Likely the most noticeable change stemming from the SECURE Act is the elimination of the stretch provision for most non-spouse beneficiaries of inherited IRAs and other retirement accounts. Under previous regulations, non-spouse designated beneficiaries could take distributions over their life expectancy. For many retirement account owners passing on in 2020 and later, beneficiaries will have just 10 years to empty the account.
Designated beneficiaries will have a degree of flexibility in timing distributions from the inherited accounts, aiming for maximum tax efficiency. The timing of distributions is critical, and tax projections are recommended. There are exceptions for certain beneficiaries, including surviving spouses and minors (until, that is, they come of age). Also exempted are disabled or chronically ill beneficiaries or those whose age lies within a decade of the decedent—on the younger side.
While there is some loss of tax-deferral benefit for beneficiaries, the new situation isn’t as bad as it might seem, since beneficiaries will have the flexibility of taking distributions over the course of a decade or waiting until the end of the period.

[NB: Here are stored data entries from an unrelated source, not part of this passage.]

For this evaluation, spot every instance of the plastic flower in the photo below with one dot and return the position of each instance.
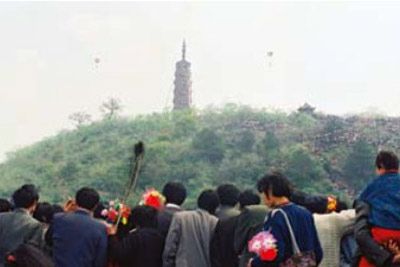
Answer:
(113, 211)
(153, 198)
(264, 245)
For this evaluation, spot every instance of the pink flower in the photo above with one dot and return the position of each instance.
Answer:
(264, 245)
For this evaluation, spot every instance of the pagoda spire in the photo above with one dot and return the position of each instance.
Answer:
(184, 50)
(183, 82)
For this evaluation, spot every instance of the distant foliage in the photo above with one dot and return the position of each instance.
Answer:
(319, 153)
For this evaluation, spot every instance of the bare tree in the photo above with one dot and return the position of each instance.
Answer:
(111, 108)
(80, 118)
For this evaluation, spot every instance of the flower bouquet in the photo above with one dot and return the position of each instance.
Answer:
(264, 245)
(114, 209)
(153, 198)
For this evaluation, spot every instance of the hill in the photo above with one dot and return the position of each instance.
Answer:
(320, 153)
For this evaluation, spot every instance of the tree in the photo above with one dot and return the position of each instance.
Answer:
(269, 148)
(303, 168)
(111, 108)
(358, 169)
(208, 145)
(80, 118)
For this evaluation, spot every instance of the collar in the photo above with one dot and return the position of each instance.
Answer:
(83, 211)
(172, 205)
(21, 210)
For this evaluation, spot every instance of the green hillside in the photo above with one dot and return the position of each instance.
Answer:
(320, 153)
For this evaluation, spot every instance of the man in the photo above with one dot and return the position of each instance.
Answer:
(222, 249)
(77, 238)
(19, 226)
(228, 197)
(189, 236)
(142, 247)
(276, 191)
(331, 228)
(249, 223)
(175, 195)
(378, 213)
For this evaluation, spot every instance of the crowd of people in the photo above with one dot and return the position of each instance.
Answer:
(278, 226)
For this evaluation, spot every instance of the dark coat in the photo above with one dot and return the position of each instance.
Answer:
(78, 240)
(368, 247)
(141, 248)
(16, 228)
(250, 222)
(164, 218)
(222, 251)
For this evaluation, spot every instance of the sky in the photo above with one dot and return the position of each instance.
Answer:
(341, 57)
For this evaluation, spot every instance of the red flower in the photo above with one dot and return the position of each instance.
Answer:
(268, 255)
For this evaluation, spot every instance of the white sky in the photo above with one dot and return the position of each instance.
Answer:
(339, 56)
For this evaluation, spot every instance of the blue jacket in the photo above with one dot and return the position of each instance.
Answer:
(304, 230)
(383, 197)
(78, 240)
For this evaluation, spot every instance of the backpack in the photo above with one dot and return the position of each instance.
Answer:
(299, 258)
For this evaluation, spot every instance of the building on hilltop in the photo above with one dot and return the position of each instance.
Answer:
(306, 108)
(183, 83)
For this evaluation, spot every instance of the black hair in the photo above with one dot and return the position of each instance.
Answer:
(5, 205)
(97, 213)
(247, 198)
(275, 183)
(208, 200)
(174, 193)
(57, 208)
(25, 196)
(44, 212)
(341, 205)
(387, 160)
(87, 198)
(228, 194)
(144, 216)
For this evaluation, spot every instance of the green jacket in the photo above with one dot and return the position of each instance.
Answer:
(18, 227)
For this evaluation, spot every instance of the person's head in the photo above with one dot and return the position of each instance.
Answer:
(44, 212)
(57, 208)
(87, 198)
(274, 188)
(341, 205)
(144, 216)
(174, 193)
(5, 205)
(247, 198)
(228, 194)
(386, 161)
(98, 211)
(208, 200)
(26, 197)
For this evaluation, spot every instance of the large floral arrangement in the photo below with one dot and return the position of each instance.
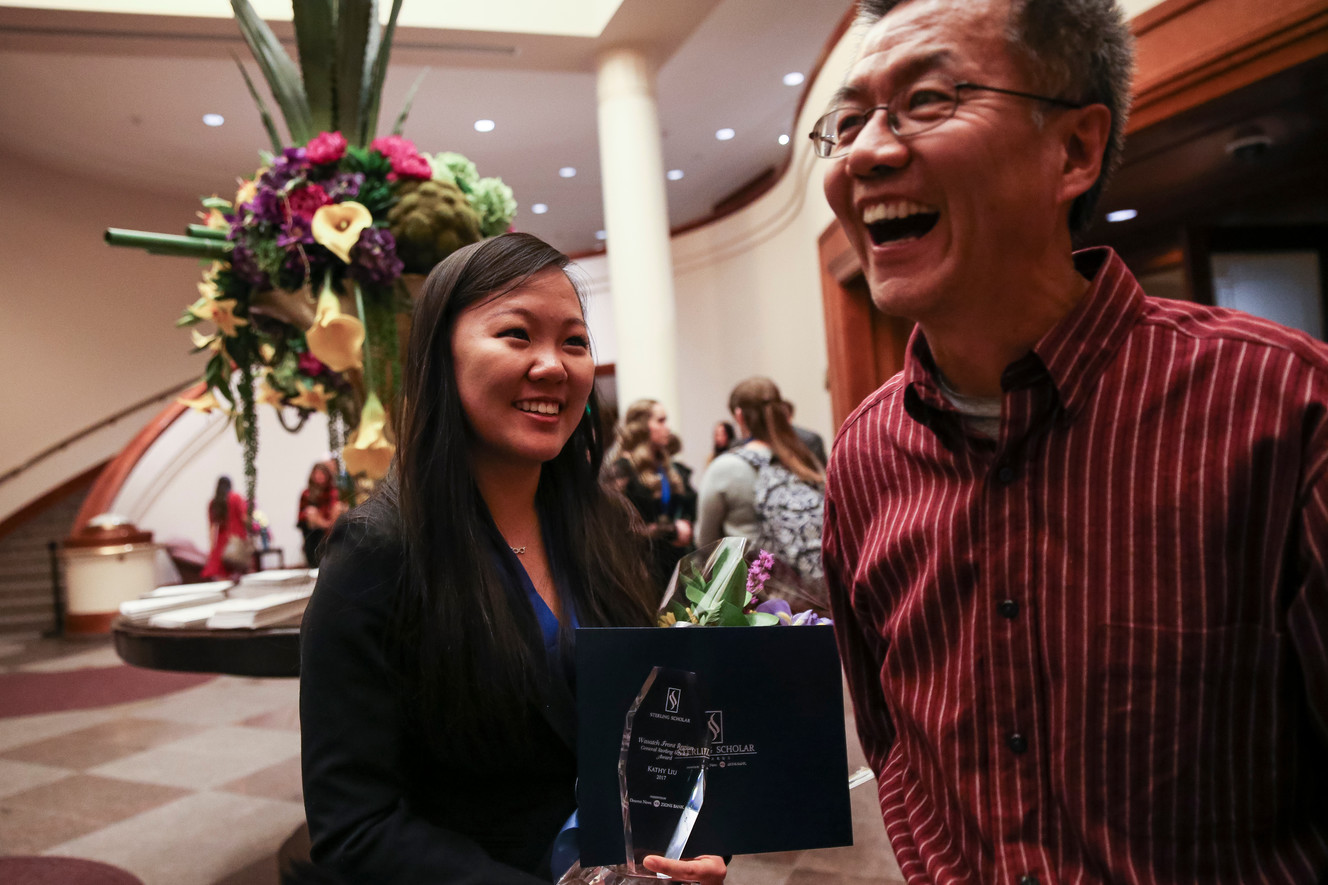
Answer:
(315, 258)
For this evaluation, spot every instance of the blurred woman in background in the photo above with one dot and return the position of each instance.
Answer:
(658, 485)
(320, 505)
(227, 520)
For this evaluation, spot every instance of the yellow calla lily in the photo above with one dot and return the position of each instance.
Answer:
(219, 311)
(205, 342)
(205, 404)
(314, 399)
(369, 451)
(337, 226)
(335, 338)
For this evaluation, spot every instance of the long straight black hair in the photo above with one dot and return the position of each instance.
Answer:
(470, 658)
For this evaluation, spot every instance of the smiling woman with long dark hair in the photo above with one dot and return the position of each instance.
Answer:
(436, 704)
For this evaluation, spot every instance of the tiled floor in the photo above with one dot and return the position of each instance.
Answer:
(201, 787)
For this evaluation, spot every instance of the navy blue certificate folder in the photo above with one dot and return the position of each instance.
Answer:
(773, 703)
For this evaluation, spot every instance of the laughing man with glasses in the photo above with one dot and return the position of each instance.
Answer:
(1077, 549)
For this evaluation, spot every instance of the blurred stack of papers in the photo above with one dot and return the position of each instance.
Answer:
(258, 599)
(181, 595)
(259, 611)
(274, 581)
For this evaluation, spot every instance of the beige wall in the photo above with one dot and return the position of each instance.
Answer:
(88, 328)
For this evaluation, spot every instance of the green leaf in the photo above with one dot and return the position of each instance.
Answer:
(356, 21)
(315, 36)
(731, 615)
(262, 108)
(405, 109)
(282, 76)
(371, 93)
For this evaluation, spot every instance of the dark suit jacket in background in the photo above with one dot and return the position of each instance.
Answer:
(385, 807)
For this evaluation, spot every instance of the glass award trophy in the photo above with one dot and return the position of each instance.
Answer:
(662, 766)
(660, 776)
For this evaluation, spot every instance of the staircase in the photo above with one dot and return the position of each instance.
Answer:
(25, 601)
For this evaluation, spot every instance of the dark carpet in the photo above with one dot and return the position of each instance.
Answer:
(23, 694)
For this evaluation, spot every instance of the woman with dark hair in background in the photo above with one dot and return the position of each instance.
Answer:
(770, 489)
(227, 520)
(725, 437)
(658, 487)
(436, 704)
(320, 505)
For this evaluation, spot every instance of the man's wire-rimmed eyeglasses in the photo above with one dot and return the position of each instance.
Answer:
(914, 109)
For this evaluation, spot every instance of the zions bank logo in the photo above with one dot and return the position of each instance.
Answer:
(715, 723)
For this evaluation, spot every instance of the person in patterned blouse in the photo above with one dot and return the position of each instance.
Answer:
(1077, 549)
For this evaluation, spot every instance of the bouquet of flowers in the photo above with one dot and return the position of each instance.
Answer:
(723, 589)
(312, 261)
(723, 585)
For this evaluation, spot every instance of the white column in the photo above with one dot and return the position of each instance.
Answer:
(640, 262)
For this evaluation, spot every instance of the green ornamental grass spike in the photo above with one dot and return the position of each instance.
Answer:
(282, 76)
(373, 76)
(357, 23)
(315, 36)
(405, 110)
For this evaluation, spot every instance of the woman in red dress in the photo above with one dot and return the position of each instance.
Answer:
(227, 517)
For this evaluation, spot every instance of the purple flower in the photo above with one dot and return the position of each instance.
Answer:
(758, 573)
(245, 266)
(344, 186)
(268, 206)
(295, 230)
(373, 258)
(781, 610)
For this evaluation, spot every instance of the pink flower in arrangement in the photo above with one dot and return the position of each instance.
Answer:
(411, 166)
(393, 146)
(326, 148)
(307, 199)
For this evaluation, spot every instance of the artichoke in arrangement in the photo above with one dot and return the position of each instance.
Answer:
(430, 221)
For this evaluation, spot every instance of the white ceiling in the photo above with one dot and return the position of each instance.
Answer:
(121, 97)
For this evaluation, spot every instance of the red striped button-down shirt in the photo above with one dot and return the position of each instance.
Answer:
(1094, 647)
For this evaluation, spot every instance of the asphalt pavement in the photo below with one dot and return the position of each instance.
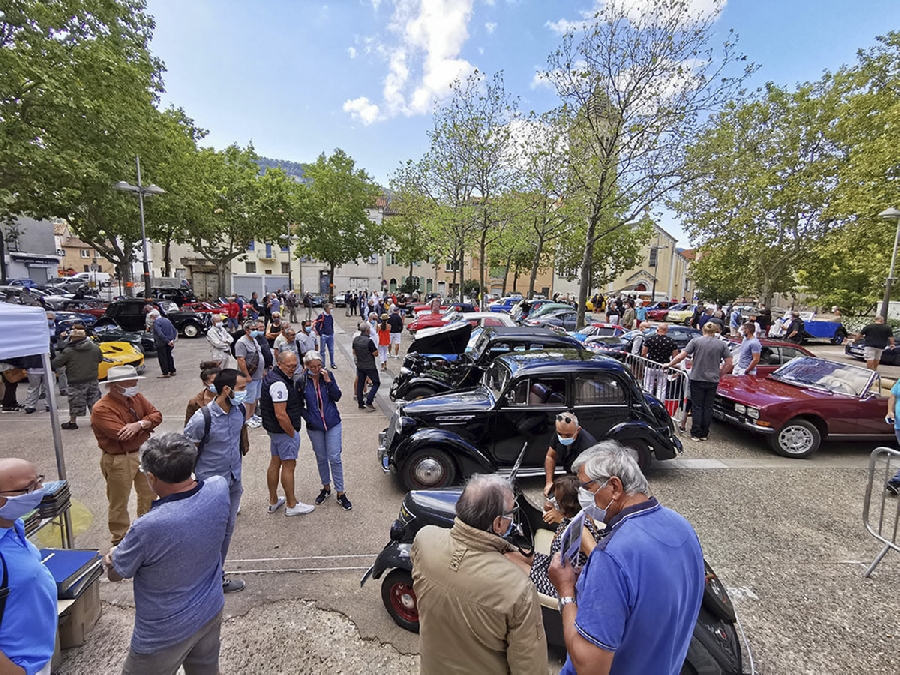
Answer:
(786, 536)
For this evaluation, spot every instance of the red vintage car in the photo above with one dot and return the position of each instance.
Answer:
(804, 402)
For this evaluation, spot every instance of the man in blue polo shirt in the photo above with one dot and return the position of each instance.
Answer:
(28, 626)
(174, 554)
(219, 450)
(635, 603)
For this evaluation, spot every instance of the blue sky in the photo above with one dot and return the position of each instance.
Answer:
(298, 78)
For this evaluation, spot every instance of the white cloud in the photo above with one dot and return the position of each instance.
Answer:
(362, 109)
(422, 48)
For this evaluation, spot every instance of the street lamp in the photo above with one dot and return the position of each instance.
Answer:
(141, 191)
(890, 214)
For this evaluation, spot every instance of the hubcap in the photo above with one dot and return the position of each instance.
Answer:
(795, 440)
(428, 471)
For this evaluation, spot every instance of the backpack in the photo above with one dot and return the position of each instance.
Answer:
(207, 424)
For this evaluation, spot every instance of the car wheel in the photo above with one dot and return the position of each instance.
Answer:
(645, 455)
(399, 599)
(428, 468)
(418, 392)
(797, 439)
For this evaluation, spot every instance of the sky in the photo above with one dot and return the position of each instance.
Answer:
(299, 78)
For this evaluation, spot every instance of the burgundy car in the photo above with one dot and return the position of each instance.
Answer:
(804, 402)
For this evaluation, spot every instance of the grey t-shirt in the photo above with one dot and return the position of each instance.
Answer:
(174, 554)
(362, 349)
(707, 354)
(248, 349)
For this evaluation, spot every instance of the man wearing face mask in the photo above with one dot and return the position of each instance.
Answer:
(29, 618)
(122, 420)
(219, 447)
(633, 607)
(478, 611)
(569, 442)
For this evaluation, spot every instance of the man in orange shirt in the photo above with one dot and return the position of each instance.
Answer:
(122, 420)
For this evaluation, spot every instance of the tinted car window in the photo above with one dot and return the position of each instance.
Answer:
(598, 389)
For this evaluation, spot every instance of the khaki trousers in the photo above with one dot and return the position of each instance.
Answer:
(120, 473)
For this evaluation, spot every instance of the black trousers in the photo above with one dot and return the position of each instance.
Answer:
(166, 362)
(702, 396)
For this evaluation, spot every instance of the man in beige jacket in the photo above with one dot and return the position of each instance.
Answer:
(478, 612)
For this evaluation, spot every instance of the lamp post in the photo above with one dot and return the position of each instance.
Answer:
(140, 191)
(890, 214)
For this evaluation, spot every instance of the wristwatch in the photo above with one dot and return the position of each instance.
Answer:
(566, 600)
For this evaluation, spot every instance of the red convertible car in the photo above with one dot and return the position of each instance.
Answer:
(804, 402)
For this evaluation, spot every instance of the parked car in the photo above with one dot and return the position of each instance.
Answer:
(110, 332)
(441, 440)
(804, 402)
(889, 357)
(442, 360)
(129, 315)
(178, 295)
(773, 355)
(566, 319)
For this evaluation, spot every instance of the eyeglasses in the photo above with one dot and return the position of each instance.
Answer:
(34, 485)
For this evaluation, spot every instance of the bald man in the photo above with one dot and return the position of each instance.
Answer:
(569, 442)
(28, 625)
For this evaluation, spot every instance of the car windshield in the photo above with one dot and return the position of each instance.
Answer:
(496, 378)
(821, 374)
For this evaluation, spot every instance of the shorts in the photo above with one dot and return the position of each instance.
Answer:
(284, 447)
(872, 353)
(81, 397)
(254, 388)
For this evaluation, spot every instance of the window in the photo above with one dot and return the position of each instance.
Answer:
(598, 389)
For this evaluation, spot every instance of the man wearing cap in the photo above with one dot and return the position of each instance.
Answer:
(122, 420)
(28, 628)
(569, 442)
(80, 360)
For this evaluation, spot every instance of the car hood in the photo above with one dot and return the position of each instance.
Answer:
(450, 339)
(475, 400)
(767, 391)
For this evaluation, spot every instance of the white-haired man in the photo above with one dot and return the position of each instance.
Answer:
(633, 607)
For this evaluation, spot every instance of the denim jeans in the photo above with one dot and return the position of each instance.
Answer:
(702, 396)
(327, 448)
(328, 341)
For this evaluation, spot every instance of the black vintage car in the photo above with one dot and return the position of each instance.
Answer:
(441, 440)
(438, 361)
(129, 315)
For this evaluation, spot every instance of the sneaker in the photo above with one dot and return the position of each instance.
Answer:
(299, 510)
(232, 585)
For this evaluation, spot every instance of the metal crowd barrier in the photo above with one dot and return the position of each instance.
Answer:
(669, 385)
(883, 464)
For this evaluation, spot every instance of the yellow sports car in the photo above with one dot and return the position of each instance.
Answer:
(680, 314)
(119, 354)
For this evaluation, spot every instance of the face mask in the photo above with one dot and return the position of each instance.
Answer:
(16, 507)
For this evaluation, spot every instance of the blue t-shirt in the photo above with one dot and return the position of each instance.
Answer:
(174, 553)
(639, 593)
(28, 631)
(221, 455)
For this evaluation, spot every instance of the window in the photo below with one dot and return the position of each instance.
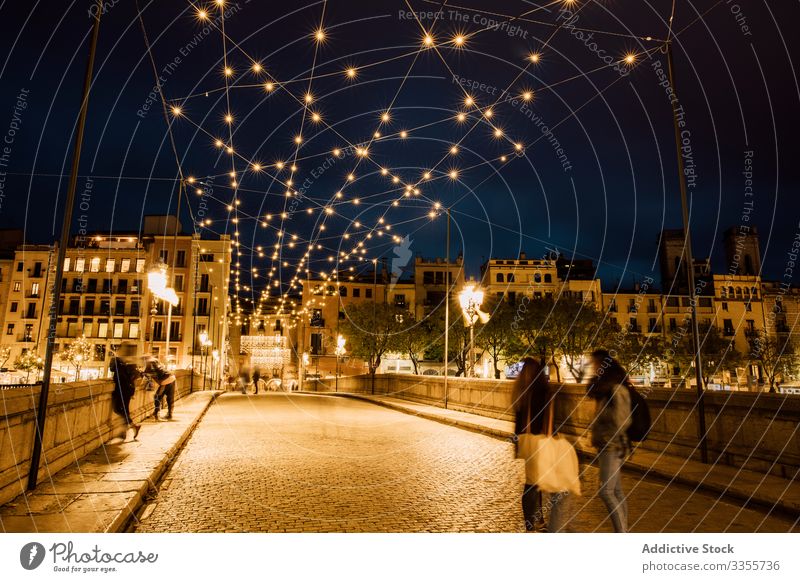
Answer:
(727, 327)
(316, 344)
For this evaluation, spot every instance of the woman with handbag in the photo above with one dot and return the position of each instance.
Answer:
(609, 426)
(533, 402)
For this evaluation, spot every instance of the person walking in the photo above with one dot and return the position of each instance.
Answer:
(125, 374)
(165, 382)
(532, 400)
(609, 390)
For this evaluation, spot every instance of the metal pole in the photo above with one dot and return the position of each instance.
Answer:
(41, 410)
(447, 308)
(689, 263)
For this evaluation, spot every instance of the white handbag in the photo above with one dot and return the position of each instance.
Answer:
(550, 461)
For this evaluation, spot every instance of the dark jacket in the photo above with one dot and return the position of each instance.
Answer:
(125, 376)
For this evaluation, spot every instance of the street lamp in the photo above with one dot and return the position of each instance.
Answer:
(205, 343)
(470, 299)
(157, 284)
(340, 352)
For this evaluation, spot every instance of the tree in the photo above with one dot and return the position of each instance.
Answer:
(5, 354)
(495, 337)
(372, 330)
(635, 352)
(777, 355)
(532, 335)
(576, 328)
(417, 337)
(27, 362)
(77, 354)
(717, 352)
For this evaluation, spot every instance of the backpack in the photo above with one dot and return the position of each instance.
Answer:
(640, 416)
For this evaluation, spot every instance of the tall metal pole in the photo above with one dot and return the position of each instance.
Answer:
(689, 264)
(447, 308)
(41, 410)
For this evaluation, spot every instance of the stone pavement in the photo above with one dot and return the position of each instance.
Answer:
(769, 492)
(317, 463)
(101, 491)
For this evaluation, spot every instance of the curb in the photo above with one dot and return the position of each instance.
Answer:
(709, 487)
(455, 422)
(128, 513)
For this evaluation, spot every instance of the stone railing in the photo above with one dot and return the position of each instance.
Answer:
(79, 419)
(752, 430)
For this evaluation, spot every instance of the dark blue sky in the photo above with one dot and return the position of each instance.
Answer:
(606, 196)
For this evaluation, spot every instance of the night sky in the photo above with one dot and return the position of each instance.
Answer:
(605, 195)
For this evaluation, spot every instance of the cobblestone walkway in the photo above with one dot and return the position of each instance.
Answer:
(313, 463)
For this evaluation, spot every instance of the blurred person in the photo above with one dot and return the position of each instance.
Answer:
(608, 428)
(165, 386)
(125, 373)
(531, 397)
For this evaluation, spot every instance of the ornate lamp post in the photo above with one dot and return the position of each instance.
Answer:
(470, 299)
(340, 352)
(157, 284)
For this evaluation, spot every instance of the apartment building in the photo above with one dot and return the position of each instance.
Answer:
(105, 297)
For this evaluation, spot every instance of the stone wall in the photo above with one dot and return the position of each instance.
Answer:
(79, 419)
(752, 430)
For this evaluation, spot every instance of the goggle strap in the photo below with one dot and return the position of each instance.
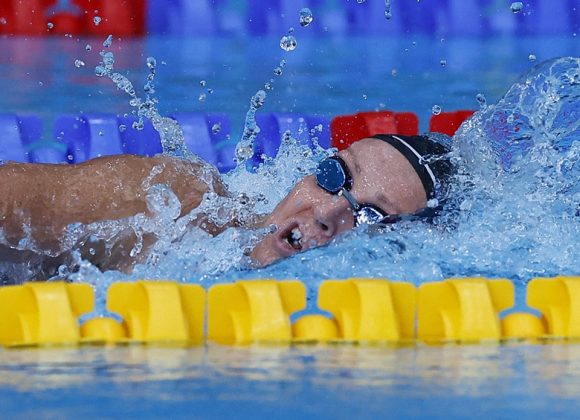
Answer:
(415, 159)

Naturally, certain clients will see IRA assets as attractive for fulfilling their charitable goals, as opposed to leaving them to beneficiaries.
It pays to be eagle-eyed about beneficiary designations, particularly in the case of those who are leaving retirement accounts directly to children or non-spouse beneficiaries and to trusts for the benefit of children.
Most trust documents are drafted so as to pass required minimum distributions to the beneficiary. Under the new rules, technically speaking, there would not be an RMD until year 10. The IRA would build over the 10-year period inside the trust, and then a taxable distribution of the full account would occur.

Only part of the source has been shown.